Between 1850 and 1862 the wagon traffic increased considerably, especially in the central parts of Namibia. The mine traffic from the interior to Walvis Bay also grew in this time. The South Africa based " Walfisch Bay Mining Company" began developing the Matchless Mine just west of Windhoek in the Khomas Hochland during 1856. The key to the economic success of this mine was the satisfactory solution to the transport problem. Charles John An dersson became the mine manager in 1857. After some futile tests with pack oxen transporting the copper ore to the coast, he came to the conclusion that it was better to improve the "Bay Road" to Walvis Bay and use the conventional ox-wagon. The, by Andersson, improved "Bay Road" lead from the Matchless Mine to Remhoogte (Ganams 316 or Abochaibis 315), then via a route along the Kaarn River (Kaan River) to Davetsaub (29) and to Otjimbingwe. From there it went via Tsaobis (90), Onanis (121) and Tinkas to Walvis Bay. Andersson mentioned the difficulties in road making in the rough terrain between the Namib Desert and the Namibian interior in a letter to Wollaston of 4 March 1857 [49]:

"I am now more than ever impressed with the importance of this route. Indeed without this being practicable our transport will fare badly. Those two terrible stages, Tinkas and the Narip plain, made sad havoc of the oxen. .. . I have explored the country between Tsaobis and Tinkas flat, entering the latter at the same point at where the road leads off to Onanis. .. . A road is practicable in that direction but more I cannot say at present. Whether a wagon can pass out from Tinkas flat into the Swakop remains still to me to ascertain. If the Onanis route is to be retained, I doubt not but that a considerable improvement may be made, though at a greater amount of labour .. .

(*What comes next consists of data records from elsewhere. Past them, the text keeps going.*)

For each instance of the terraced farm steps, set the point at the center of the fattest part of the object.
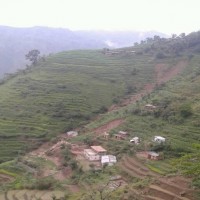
(30, 195)
(164, 193)
(163, 189)
(136, 169)
(148, 197)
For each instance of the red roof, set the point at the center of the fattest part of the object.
(98, 149)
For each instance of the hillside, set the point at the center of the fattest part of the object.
(102, 91)
(62, 93)
(16, 42)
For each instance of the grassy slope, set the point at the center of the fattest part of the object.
(62, 93)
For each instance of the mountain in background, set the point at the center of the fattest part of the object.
(16, 42)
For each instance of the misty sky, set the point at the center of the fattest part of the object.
(168, 16)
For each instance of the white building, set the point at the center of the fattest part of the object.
(159, 139)
(72, 133)
(135, 140)
(91, 155)
(108, 160)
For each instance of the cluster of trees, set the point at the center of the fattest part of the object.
(173, 46)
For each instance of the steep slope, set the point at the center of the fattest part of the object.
(16, 42)
(63, 93)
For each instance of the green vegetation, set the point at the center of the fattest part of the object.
(68, 90)
(62, 93)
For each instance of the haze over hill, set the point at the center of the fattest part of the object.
(16, 42)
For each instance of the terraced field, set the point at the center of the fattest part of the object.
(160, 187)
(64, 92)
(30, 195)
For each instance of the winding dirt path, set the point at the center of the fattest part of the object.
(163, 73)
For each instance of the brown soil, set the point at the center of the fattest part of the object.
(163, 73)
(109, 126)
(165, 188)
(5, 178)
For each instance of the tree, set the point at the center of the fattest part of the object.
(33, 56)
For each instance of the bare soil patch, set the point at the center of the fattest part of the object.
(109, 126)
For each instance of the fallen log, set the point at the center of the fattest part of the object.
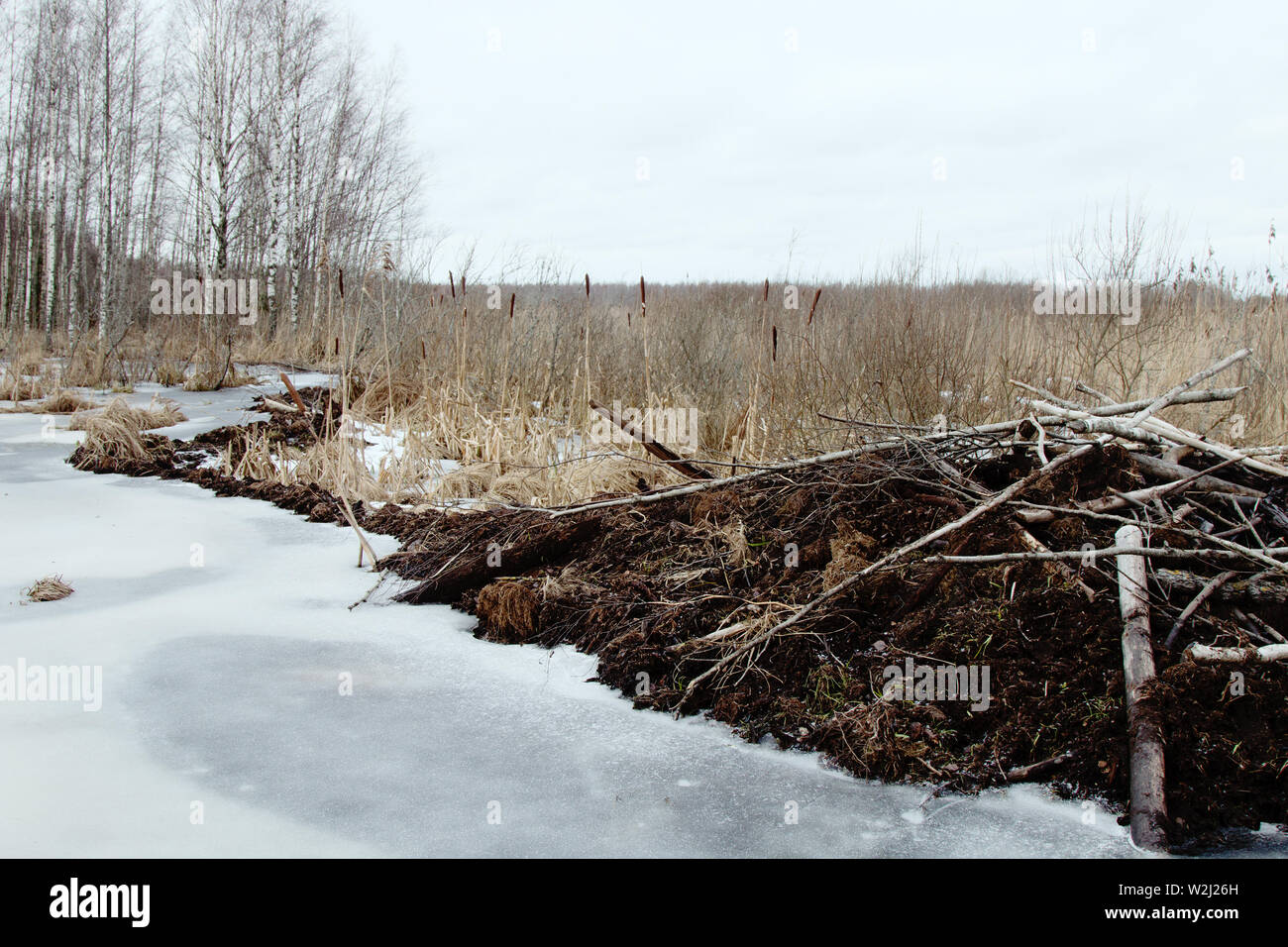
(295, 395)
(1266, 654)
(1203, 595)
(1038, 771)
(1167, 471)
(1254, 587)
(1144, 716)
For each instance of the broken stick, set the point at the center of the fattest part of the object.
(1144, 729)
(653, 446)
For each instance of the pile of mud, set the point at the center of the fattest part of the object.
(957, 674)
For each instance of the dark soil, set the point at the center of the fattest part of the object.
(640, 585)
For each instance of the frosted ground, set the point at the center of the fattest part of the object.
(222, 688)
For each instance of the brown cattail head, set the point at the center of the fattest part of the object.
(814, 305)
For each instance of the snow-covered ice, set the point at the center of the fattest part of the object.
(223, 694)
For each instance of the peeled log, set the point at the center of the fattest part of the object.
(1144, 716)
(1266, 654)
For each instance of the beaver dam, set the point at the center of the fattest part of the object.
(1087, 596)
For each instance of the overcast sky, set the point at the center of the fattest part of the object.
(692, 141)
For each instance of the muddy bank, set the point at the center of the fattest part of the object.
(661, 591)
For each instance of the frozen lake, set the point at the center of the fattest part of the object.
(245, 690)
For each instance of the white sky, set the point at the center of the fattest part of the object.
(537, 146)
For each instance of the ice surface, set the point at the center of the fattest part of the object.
(222, 685)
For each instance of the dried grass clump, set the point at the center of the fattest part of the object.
(214, 379)
(50, 589)
(510, 611)
(110, 438)
(385, 394)
(21, 388)
(160, 412)
(63, 402)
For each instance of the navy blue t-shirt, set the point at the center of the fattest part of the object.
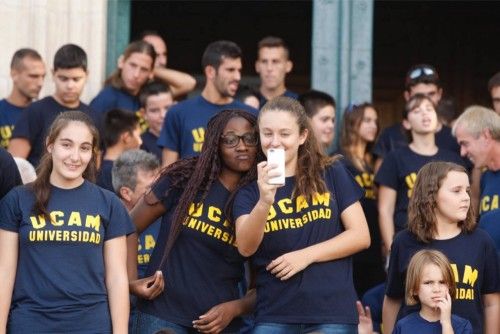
(9, 174)
(60, 279)
(35, 121)
(204, 266)
(149, 144)
(105, 176)
(287, 93)
(323, 292)
(475, 265)
(394, 137)
(399, 172)
(414, 323)
(489, 209)
(146, 243)
(183, 130)
(9, 114)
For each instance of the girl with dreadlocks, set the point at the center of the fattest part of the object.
(196, 245)
(301, 235)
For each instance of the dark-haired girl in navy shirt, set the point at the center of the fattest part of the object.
(440, 218)
(62, 242)
(301, 235)
(196, 247)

From Tsaobis to Otjimbingwe little or no improvement can be made. The line is not bad, and since the road has been cleared of bushes, wagons can now travel pretty comfortable. The sand you cannot avoid. From Otjimbingwe to the entrance of the Kaarn River you have little or no chance of improving the road. .. . From the entrance of the Kaarn to Baboon Kloof (on Kaan 309 or Dagbreek 365) the country on both sides of the river is inaccessible for wagons. From Baboon Kloof to near the spot, where the river branches a road is practicable .. ."

Andersson managed to find a new route to avoid six steep hills and he continued to say:

"About three weeks ago I left Jones at the Hoogte with a strong party of Damaras with orders to begin the new road and, if I mistake not, he will now be more than one-third through his appointed task, and a splendid piece of road it will be when completed-, certainly the finest that ever was made in this country."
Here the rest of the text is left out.